De overlast zo goed mogelijk verder inperken, lijkt het enige realistische scenario. Daartoe werkte het architecten­bureau L’Escaut voorstellen uit. ‘We stelden voor om de straat een identiteit te geven die meer respect afdwingt’, zegt zaakvoerder Olivier Bastin. ‘We dachten aan het beschilderen van het asfalt en de spoorberm, een goed lichtplan en een vuilnisbeleid. De omgeving zou ’s nacht autoluw kunnen worden gemaakt en de politieaanwezigheid zou er kunnen worden opgevoerd. Ook zouden de ramen kunnen worden gesloten langs de kant van de stationsuitgangen.’ De gemeente deed niets met de aanbevelingen. De komende jaren staan hier vooral losse projecten op stapel: een metrostation, een plein, een winkelgalerij en koopappartementen.

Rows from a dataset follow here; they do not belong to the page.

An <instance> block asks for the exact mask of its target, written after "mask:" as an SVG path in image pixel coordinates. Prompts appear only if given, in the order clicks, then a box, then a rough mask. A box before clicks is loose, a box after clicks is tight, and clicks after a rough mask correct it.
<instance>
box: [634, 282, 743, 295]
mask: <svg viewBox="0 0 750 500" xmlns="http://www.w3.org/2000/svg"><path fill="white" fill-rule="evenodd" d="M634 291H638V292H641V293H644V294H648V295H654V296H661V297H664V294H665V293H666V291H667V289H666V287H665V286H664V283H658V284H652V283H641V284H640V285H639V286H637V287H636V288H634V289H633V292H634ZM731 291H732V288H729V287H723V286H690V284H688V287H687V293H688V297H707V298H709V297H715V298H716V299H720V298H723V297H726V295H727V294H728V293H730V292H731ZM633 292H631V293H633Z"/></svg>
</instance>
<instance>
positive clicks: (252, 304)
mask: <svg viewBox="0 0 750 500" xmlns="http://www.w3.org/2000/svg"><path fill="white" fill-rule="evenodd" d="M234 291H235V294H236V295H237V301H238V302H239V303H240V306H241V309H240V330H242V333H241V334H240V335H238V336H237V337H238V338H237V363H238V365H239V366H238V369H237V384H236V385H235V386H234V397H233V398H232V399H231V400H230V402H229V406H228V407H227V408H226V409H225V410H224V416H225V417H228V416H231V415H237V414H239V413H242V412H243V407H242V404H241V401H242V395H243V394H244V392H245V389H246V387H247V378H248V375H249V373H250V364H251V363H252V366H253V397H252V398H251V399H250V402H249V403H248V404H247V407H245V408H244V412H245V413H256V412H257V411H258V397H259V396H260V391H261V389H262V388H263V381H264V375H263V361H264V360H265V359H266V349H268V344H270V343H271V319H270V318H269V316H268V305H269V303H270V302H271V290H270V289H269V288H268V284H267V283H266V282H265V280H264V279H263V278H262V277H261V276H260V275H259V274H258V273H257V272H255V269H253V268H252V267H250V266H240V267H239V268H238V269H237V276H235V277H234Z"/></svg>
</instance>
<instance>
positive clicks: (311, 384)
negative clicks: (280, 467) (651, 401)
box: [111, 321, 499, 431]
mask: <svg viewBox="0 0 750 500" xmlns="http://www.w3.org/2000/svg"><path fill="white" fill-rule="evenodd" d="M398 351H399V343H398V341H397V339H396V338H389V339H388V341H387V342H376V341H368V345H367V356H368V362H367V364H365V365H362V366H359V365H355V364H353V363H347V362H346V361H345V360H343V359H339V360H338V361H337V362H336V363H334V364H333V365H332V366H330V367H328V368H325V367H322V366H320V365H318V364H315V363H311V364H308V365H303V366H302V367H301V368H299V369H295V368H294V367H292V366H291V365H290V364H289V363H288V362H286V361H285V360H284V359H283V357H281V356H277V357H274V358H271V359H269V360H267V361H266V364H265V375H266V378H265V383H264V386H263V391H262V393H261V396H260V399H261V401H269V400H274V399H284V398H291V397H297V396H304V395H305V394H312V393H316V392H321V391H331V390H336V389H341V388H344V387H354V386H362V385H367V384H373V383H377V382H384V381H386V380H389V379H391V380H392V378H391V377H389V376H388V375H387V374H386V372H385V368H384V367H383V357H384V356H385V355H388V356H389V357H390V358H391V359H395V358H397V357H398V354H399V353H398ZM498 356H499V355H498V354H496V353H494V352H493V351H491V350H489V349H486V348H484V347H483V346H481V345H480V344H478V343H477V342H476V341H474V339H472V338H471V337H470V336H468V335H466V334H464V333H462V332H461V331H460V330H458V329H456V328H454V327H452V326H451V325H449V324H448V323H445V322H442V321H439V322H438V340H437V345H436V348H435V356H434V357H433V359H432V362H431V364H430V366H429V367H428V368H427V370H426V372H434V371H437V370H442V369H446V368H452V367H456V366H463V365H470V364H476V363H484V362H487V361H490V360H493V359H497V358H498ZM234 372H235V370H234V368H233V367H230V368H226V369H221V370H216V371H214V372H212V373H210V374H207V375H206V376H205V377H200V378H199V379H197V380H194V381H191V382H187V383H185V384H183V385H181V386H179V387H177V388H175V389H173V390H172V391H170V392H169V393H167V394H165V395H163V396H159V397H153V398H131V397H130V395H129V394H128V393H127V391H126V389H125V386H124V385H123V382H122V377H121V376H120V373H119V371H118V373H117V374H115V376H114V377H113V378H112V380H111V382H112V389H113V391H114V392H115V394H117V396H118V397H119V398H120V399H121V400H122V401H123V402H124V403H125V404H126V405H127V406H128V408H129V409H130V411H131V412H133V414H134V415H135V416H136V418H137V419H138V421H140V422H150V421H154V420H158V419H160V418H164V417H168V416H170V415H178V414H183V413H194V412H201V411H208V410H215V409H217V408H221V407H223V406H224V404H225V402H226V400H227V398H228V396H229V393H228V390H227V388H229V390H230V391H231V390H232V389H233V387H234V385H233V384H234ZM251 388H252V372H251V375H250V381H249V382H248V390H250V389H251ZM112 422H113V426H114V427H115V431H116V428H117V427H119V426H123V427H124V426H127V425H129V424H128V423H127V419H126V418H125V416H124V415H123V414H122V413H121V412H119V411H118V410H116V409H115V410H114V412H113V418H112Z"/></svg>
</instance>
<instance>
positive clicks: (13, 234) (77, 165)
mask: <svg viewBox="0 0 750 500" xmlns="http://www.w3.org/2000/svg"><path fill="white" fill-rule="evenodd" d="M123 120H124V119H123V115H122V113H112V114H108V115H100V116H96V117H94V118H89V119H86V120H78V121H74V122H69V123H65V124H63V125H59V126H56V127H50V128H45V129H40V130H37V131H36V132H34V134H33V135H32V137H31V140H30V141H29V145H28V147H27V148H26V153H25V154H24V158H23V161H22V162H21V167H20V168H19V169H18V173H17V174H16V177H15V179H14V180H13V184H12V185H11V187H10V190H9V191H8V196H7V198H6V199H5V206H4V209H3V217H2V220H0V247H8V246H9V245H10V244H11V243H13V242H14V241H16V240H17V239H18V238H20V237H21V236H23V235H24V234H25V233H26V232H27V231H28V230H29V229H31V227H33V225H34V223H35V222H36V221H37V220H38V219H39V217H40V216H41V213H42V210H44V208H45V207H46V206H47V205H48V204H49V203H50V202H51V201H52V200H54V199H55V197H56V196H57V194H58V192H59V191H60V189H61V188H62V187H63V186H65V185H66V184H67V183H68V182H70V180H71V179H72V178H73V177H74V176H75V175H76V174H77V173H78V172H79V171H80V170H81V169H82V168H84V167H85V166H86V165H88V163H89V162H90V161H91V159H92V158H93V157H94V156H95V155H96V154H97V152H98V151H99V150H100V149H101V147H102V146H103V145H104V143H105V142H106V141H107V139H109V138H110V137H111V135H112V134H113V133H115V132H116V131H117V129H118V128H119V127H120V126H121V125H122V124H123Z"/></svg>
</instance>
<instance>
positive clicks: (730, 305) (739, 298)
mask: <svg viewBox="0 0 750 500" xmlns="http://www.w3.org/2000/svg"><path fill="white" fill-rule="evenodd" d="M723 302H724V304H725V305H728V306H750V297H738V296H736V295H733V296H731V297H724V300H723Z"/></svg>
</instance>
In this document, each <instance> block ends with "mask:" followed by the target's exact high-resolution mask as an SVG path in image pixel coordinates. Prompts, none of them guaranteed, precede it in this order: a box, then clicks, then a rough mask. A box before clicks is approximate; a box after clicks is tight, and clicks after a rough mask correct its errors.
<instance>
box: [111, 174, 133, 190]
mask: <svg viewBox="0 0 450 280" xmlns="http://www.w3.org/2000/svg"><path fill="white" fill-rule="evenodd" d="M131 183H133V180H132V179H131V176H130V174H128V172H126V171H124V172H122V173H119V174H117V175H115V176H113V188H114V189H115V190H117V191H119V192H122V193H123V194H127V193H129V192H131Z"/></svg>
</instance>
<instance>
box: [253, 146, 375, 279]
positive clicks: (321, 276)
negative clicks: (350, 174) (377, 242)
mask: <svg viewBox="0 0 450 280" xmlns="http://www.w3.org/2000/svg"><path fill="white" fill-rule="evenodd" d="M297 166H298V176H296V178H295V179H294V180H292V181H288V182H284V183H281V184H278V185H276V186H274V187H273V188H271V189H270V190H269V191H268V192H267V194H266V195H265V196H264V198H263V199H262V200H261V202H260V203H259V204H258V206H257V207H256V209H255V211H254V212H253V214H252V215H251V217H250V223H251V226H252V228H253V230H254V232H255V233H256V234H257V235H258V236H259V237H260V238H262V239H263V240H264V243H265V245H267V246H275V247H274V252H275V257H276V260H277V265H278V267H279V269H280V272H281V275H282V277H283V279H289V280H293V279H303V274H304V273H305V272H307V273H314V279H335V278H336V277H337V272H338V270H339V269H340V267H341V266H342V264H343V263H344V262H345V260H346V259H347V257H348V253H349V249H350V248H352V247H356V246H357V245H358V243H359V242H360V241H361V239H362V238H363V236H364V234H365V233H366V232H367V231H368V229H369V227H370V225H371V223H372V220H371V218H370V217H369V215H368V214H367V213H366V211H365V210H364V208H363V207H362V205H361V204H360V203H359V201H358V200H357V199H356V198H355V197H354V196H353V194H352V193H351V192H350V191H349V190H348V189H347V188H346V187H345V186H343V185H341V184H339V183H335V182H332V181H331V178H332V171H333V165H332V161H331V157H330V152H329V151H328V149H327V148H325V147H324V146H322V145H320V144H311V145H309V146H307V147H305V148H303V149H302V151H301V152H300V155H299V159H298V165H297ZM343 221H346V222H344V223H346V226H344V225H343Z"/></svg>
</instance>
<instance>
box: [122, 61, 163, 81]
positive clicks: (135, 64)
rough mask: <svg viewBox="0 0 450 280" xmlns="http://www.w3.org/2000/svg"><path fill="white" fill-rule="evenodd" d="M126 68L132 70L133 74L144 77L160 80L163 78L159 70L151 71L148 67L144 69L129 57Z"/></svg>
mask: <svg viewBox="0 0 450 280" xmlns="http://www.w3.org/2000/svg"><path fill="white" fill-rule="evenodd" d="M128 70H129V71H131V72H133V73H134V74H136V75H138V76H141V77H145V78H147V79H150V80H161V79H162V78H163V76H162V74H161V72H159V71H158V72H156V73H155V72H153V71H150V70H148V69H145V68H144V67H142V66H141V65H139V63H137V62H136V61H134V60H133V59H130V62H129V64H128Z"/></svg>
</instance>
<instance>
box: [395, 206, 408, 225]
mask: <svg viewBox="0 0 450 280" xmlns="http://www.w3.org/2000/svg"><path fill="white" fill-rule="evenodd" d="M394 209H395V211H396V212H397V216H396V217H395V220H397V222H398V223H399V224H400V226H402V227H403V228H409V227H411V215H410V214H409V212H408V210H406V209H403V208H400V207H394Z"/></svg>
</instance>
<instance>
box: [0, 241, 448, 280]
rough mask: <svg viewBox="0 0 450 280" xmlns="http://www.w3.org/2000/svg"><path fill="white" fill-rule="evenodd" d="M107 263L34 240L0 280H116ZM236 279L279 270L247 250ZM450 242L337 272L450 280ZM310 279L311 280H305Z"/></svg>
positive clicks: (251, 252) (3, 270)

Raamuitbater Sonny* blijft er gerust op. ‘Ik zie de raamprostitutie hier nog niet zo gauw verdwijnen. Als je via internet een prostituee bestelt, krijg je soms niet over de vloer wie er op de foto stond. Aan de ramen is dat anders. What you see, is what you get. Dat is hun sterkte.’

De namen met een * zijn schuilnamen, om privacyredenen. De echte namen van Sonny en Marie zijn bekend bij de redactie. De auteur sprak Karina toen hij onderzoek deed naar sekswerk. Sinds corona heeft hij haar niet meer gezien.